Raufman J P, Malhotra R, Xie Q, Raffaniello R D
Division of Gastroenterology, University of Arkansas for Medical Sciences, Little Rock 72205-7199, USA.
J Cell Biochem. 1997 Mar 1;64(3):514-23.
In gastric chief cells, agents that activate protein kinase C (PKC) stimulate pepsinogen secretion and phosphorylation of an acidic 72-kDa protein. The isoelectric point and molecular mass of this protein are similar to those for a common PKC substrate; the MARCKS (for Myristoylated Alanine-Rich C Kinase Substrate) protein. We examined expression and phosphorylation of the MARCKS-like protein in a nearly homogeneous suspension of chief cells from guinea pig stomach. Western blotting of fractions from chief cell lysates with a specific MARCKS antibody resulted in staining of a myristoylated 72-kDA protein (pp72), associated predominantly with the membrane fraction. Using permeabilized chief cells, we examined the effect of PKC activation (with the phorbol ester PMA), in the presence of basal (100 nM) or elevated cellular calcium (1 microM), on pepsinogen secretion and phosphorylation of the 72-KDa MARCKS-like protein. Secretion was increased 2.3-, 2.6-, and 4.5-fold by incubation with 100 nM PMA, 1 microM calcium, and PMA plus calcium, respectively. A PKC inhibitor (1 microM CGP 41 251) abolished PMA-induced secretion, but did not alter calcium-induced secretion. This indicates that calcium-induced secretion is independent of PKC activation. Chief cell proteins were labeled with 32P-orthophosphate and phosphorylation of pp72 was detected by autoradiography of 2-dimensional polyacrylamide gels. In the presence of basal calcium, PMA (100 nM) caused a > two-fold increase in phosphorylation of pp72. Without PMA, calcium did not alter phosphorylation of pp72. However, 1 microM calcium caused an approx. 50% attenuation of PMA-induced phosphorylation of pp72. Experiments with a MARCKS "phosphorylation/calmodulin binding domain peptide" indicated that calcium/calmodulin inhibits phosphorylation of pp72 by binding to the phosphorylation/calmodulin binding domain and not by inhibiting PKC activity. These observations support the hypothesis that, in gastric chief cells, interplay between calcium/calmodulin binding and phosphorylation of a common domain on the 72-kDa MARCKS-like protein plays a role in modulating pepsinogen secretion.

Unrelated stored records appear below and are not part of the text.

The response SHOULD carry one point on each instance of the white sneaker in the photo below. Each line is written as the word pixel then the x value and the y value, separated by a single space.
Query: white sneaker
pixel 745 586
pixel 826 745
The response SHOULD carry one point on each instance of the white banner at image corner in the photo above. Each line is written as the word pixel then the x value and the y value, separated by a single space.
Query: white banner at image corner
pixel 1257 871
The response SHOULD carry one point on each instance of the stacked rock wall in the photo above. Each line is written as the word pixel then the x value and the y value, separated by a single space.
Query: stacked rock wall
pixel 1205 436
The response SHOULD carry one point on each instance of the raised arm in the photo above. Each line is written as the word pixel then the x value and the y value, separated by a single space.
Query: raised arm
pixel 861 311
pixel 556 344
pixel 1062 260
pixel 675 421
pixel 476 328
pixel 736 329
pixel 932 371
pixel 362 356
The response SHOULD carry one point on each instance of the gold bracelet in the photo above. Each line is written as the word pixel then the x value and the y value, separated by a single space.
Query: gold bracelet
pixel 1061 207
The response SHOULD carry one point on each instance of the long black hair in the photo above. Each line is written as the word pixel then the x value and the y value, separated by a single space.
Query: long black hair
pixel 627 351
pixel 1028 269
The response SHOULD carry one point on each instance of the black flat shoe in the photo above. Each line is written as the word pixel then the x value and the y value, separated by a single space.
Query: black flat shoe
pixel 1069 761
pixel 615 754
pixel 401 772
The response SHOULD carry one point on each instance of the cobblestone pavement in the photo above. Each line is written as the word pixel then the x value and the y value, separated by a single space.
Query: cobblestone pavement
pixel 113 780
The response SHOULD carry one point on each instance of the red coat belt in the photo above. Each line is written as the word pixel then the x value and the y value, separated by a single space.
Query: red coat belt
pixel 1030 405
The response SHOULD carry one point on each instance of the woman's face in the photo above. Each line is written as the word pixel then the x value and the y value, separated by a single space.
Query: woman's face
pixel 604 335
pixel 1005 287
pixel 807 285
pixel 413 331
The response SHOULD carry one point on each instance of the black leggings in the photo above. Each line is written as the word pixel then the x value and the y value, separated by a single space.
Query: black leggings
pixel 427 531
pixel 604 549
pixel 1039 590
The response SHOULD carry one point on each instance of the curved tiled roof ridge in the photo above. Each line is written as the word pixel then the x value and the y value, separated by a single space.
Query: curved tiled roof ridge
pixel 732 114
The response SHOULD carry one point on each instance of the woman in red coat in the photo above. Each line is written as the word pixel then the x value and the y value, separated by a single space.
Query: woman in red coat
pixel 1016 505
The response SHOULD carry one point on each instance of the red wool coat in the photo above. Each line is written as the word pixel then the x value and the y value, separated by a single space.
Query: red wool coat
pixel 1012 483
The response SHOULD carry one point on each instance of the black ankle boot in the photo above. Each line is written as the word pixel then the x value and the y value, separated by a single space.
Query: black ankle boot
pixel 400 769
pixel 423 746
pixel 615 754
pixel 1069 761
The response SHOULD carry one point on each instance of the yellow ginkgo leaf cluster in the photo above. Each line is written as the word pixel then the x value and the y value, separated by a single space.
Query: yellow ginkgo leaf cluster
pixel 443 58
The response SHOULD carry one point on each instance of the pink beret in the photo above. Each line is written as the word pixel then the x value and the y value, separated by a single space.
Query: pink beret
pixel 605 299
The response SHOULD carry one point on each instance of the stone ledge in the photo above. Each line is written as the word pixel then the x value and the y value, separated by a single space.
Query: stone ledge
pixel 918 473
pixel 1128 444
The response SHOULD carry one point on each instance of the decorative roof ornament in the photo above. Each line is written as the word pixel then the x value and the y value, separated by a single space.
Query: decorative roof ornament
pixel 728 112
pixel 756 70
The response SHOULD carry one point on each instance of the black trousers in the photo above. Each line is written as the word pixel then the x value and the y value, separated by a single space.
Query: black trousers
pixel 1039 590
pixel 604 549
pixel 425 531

在胃主细胞中,激活蛋白激酶C(PKC)的物质可刺激胃蛋白酶原分泌以及一种72 kDa酸性蛋白的磷酸化。该蛋白的等电点和分子量与常见的PKC底物——豆蔻酰化富含丙氨酸的C激酶底物(MARCKS)蛋白相似。我们检测了豚鼠胃主细胞近乎均一的悬浮液中类MARCKS蛋白的表达和磷酸化情况。用特异性MARCKS抗体对主细胞裂解物的各组分进行蛋白质印迹分析,结果显示一种豆蔻酰化的72 kDa蛋白(pp72)被染色,该蛋白主要与膜组分相关。使用透化处理的主细胞,我们检测了在基础钙浓度(100 nM)或细胞钙浓度升高(1 μM)的情况下,PKC激活剂(佛波酯PMA)对胃蛋白酶原分泌以及72 kDa类MARCKS蛋白磷酸化的影响。分别用100 nM PMA、1 μM钙以及PMA加钙孵育后,分泌量分别增加了2.3倍、2.6倍和4.5倍。一种PKC抑制剂(1 μM CGP 41 251)消除了PMA诱导的分泌,但未改变钙诱导的分泌。这表明钙诱导的分泌独立于PKC激活。用32P-正磷酸盐标记主细胞蛋白,并通过二维聚丙烯酰胺凝胶放射自显影检测pp72的磷酸化情况。在基础钙浓度存在的情况下,PMA(100 nM)使pp72的磷酸化增加了两倍以上。在没有PMA的情况下,钙不会改变pp72的磷酸化。然而,1 μM钙使PMA诱导的pp72磷酸化大约减弱了50%。用MARCKS“磷酸化/钙调蛋白结合域肽”进行的实验表明,钙/钙调蛋白通过结合磷酸化/钙调蛋白结合域而非抑制PKC活性来抑制pp72的磷酸化。这些观察结果支持以下假说:在胃主细胞中,钙/钙调蛋白结合与72 kDa类MARCKS蛋白上一个共同结构域的磷酸化之间的相互作用在调节胃蛋白酶原分泌中起作用。